Reducing ECO commitments becomes even more of a challenge if suppliers are able to raise their prices at will anyway. The ECO scheme has attracted criticism from the big six, who claim that it puts them at a disadvantage because smaller rivals don’t have to do the same. And Lucie Middlemiss says: “It is difficult to incentivise energy efficiency for the energy companies – given that this reduces the amount of profits they can make. Some companies do engage with this agenda, but it does not make sense to leave it entirely to the market, given that the main purpose of energy companies is to sell more energy and to make a profit.”
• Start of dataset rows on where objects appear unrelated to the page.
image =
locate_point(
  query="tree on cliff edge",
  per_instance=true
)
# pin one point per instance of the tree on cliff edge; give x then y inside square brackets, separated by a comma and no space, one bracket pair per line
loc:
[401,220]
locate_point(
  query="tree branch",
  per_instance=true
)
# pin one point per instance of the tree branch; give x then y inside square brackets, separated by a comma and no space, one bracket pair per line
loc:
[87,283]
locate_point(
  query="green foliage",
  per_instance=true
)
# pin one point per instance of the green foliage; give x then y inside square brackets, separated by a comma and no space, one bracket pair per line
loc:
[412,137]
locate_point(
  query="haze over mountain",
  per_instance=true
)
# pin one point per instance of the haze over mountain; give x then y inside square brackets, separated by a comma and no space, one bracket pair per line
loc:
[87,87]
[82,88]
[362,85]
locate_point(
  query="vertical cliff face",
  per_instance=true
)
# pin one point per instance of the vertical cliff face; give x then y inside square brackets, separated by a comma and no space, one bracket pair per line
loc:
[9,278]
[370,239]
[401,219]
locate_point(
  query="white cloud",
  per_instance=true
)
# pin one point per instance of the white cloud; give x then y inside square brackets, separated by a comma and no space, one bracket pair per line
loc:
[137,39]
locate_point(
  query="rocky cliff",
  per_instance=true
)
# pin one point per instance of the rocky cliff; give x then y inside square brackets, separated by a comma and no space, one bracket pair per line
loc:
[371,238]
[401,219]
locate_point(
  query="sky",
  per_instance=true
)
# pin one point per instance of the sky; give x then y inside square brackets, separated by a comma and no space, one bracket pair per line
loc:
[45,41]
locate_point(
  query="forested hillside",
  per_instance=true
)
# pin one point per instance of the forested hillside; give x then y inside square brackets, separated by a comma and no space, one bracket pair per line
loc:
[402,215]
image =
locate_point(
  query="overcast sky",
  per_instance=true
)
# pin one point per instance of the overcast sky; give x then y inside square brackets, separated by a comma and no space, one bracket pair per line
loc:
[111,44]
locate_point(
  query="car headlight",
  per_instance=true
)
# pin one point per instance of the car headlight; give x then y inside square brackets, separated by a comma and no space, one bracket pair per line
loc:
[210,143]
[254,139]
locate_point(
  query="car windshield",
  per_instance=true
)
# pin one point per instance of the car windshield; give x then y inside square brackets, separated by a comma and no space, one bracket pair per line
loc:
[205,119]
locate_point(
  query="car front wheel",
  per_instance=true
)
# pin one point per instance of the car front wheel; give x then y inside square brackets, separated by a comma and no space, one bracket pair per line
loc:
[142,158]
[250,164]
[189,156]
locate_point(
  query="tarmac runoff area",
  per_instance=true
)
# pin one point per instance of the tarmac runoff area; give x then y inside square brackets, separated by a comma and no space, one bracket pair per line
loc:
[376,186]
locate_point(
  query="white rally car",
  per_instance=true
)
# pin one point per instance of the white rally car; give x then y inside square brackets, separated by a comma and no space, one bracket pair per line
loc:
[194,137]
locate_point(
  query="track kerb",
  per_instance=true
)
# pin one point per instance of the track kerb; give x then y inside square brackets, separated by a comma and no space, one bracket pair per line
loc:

The management of the UK’s energy market is certainly a political football and increased regulation has been touted by both the Conservatives and Labour in recent years. The Prime Minister pledged a “crackdown on rip-off energy prices” in her 2017 manifesto, her proposed relative caps not massively dissimilar to a policy tabled by former Labour leader Ed Miliband four years previously; a policy which the Daily Mail called “Marxist” and “dangerous”.
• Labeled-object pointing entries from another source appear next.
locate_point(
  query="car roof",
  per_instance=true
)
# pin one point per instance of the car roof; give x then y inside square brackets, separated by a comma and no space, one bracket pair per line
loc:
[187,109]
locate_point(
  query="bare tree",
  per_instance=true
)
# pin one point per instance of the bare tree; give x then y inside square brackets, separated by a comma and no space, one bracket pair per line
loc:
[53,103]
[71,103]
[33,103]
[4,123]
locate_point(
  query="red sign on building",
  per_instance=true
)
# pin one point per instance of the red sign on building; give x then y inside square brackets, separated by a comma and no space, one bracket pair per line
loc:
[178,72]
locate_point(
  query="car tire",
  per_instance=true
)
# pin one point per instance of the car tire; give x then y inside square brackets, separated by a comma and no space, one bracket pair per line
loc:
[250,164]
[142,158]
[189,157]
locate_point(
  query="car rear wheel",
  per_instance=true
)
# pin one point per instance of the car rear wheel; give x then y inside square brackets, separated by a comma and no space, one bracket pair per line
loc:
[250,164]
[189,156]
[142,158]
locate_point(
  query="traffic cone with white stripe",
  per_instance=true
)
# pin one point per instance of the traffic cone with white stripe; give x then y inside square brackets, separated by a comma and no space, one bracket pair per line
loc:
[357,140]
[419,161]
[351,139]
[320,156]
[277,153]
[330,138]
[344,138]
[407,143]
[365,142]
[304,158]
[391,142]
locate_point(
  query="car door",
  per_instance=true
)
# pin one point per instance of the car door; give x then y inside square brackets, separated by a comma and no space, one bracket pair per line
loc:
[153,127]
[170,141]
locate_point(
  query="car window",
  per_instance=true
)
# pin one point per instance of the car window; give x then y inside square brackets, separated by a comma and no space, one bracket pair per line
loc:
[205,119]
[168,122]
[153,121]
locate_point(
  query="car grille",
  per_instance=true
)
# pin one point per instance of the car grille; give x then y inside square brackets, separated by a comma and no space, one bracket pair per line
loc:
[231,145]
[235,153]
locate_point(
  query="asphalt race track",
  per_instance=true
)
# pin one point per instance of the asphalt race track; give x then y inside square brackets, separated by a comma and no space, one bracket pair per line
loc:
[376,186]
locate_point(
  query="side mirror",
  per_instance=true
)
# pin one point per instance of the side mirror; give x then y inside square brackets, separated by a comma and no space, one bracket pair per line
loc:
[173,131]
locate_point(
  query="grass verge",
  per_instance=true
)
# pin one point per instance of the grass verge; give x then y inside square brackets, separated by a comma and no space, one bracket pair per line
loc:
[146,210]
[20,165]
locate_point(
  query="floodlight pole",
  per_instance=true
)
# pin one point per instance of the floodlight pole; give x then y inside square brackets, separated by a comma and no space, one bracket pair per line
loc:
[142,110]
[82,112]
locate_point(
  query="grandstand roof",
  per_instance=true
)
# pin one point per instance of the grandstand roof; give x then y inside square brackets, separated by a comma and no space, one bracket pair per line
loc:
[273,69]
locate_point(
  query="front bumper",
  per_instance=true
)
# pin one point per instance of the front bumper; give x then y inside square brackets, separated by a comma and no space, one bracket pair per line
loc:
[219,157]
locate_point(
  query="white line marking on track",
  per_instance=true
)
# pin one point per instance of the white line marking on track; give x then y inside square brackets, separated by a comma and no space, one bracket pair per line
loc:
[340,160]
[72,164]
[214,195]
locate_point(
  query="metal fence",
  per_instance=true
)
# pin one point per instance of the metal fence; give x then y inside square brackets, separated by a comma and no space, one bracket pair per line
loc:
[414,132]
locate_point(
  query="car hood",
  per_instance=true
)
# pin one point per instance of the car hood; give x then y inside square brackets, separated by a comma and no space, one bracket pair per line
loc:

The big six have reasoned their price hikes by pointing towards a blend of rising wholesale costs, installation of smart meters and government policies with decarbonisation targets paid for through bills. Subsidies added to bills to support renewable power, they say, mean that prices have to rise in order to cover them. Middlemiss says: “If energy policy was paid for through general taxation instead of levied on energy bills, this would make for a fairer distribution of costs. This could also be a way of ensuring more substantial investment in energy efficiency.”
Smith warns that energy policy must not be viewed in isolation but rather as an “infrastructure priority”. The wider impact of poor energy policy, Smith explains, stretches beyond the cost of the initial bill and into the overall economy and people’s welfare. “Beating fuel poverty will contribute towards achieving other government objectives, including delivering a successful industrial strategy, carbon emissions reductions and reducing health and social care costs.”
While public appetite for nationalisation of the energy market might have been whetted by the blue-skying of Labour’s 2017 manifesto, the editor of Management Today Matthew Gwyther notes: “The shareholders of these [energy] businesses are not going to go away quietly without massive pay-offs.” Strengthening regulation, then, both in the context of the energy market itself, and in housing maintenance standards, seems to be the more viable for any government to take. Jarvis says: “Ofgem must be given the ability to bring real pressure to bear on energy companies – and implement the price cap which now has the support of MPs from all parties.”